08/05/12 07:39 PM #6    

Frank Comstock

(Copied from an email)

I'm John's sister, Jane. 

I've just reread the comments by Geoff Armour, Don Kieselhorst and Dave Ronfeldt about John's life and character.  John died only 18 months ago, in the house where I am now sitting at my computer, looking at the silhouette of the Blue Ridge Mountains.

I think about him every day, and the mystery deepens.  I think the essential thing about him was, as Ronfeldt understood, his stoicism.  And I am fascinated by Dave's associating this stoicism with a fundamentally spiritual quality.  Although I believe John was atheist or agnostic, certainly, seeing him daily in his last two months of life, there was never a more spiritually attuned nature.  His acceptance (while rebelling, in a way), and his calm (which I sense was hard-won at times) were absolutely unshakable.  Both of our brothers, Tom and Robert, and our sister/cousin, Sue, were here for part of his last weeks.  John took comfort in all of them, and thanks to their generous and positive presence, the whole ordeal was made tolerable.  In fact it was a time never to be forgotten.

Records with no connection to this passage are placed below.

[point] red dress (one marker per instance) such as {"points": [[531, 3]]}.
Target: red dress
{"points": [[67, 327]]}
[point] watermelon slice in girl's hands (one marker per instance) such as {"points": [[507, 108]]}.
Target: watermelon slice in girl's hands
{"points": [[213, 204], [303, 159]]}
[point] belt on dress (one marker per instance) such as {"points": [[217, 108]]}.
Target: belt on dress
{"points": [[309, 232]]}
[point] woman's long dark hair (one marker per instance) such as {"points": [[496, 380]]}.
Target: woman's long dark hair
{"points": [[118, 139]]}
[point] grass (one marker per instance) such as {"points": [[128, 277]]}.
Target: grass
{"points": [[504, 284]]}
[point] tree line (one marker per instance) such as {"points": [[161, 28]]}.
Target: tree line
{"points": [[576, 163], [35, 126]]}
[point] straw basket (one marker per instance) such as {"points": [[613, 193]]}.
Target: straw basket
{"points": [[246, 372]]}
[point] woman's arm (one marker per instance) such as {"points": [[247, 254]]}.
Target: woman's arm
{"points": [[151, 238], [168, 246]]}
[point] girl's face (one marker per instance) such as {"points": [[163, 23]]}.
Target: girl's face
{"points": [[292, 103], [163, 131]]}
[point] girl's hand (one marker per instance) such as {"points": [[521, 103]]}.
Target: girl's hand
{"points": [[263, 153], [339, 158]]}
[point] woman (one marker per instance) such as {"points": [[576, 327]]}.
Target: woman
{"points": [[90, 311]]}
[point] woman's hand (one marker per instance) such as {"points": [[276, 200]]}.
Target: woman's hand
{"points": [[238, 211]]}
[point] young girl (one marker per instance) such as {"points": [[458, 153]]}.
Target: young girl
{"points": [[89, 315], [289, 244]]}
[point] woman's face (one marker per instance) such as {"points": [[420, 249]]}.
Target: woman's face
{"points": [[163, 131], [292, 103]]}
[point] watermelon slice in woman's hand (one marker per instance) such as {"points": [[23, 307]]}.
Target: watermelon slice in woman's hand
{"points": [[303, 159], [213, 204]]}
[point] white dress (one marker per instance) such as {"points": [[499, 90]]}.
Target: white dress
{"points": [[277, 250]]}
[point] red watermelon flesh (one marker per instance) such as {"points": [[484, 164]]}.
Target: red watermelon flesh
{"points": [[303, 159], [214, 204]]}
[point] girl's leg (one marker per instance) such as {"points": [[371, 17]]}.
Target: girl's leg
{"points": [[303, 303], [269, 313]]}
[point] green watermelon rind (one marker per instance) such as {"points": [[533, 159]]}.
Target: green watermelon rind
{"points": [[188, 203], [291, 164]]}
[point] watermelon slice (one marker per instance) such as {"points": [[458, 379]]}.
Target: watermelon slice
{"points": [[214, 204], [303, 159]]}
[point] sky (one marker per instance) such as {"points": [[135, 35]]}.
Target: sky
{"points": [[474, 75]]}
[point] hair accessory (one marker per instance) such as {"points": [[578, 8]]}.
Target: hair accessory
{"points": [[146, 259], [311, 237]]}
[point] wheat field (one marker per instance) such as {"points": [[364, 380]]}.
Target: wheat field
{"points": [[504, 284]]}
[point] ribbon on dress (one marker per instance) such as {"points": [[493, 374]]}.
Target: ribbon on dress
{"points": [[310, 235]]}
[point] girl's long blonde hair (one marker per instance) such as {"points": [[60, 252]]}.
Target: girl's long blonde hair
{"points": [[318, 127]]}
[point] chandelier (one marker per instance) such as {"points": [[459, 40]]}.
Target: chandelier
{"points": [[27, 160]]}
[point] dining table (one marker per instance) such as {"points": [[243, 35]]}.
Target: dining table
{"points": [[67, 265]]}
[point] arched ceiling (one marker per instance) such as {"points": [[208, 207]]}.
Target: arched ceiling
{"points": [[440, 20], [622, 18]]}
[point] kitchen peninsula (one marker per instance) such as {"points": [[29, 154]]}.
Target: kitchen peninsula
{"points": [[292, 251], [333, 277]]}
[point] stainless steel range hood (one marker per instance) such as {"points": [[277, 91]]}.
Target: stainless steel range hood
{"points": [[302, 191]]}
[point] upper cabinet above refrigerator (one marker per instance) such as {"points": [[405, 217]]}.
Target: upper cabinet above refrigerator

John, the traveler, found his home wherever he was.  The ancient, rural Piedmont of Virginia where I live was certainly not his element--but it was as good as anyplace, save perhaps for the mountains or beaches of the Southern California of an earlier time, or a backwater Colonial city in Malaysia or Vietnam. 

I will miss this unique and wise and inscrutable man as long as I live, but I realize now how close he was to a few stalwart friends, and how well he chose his friends.  Those friendships are a great tribute to him and comfort to me.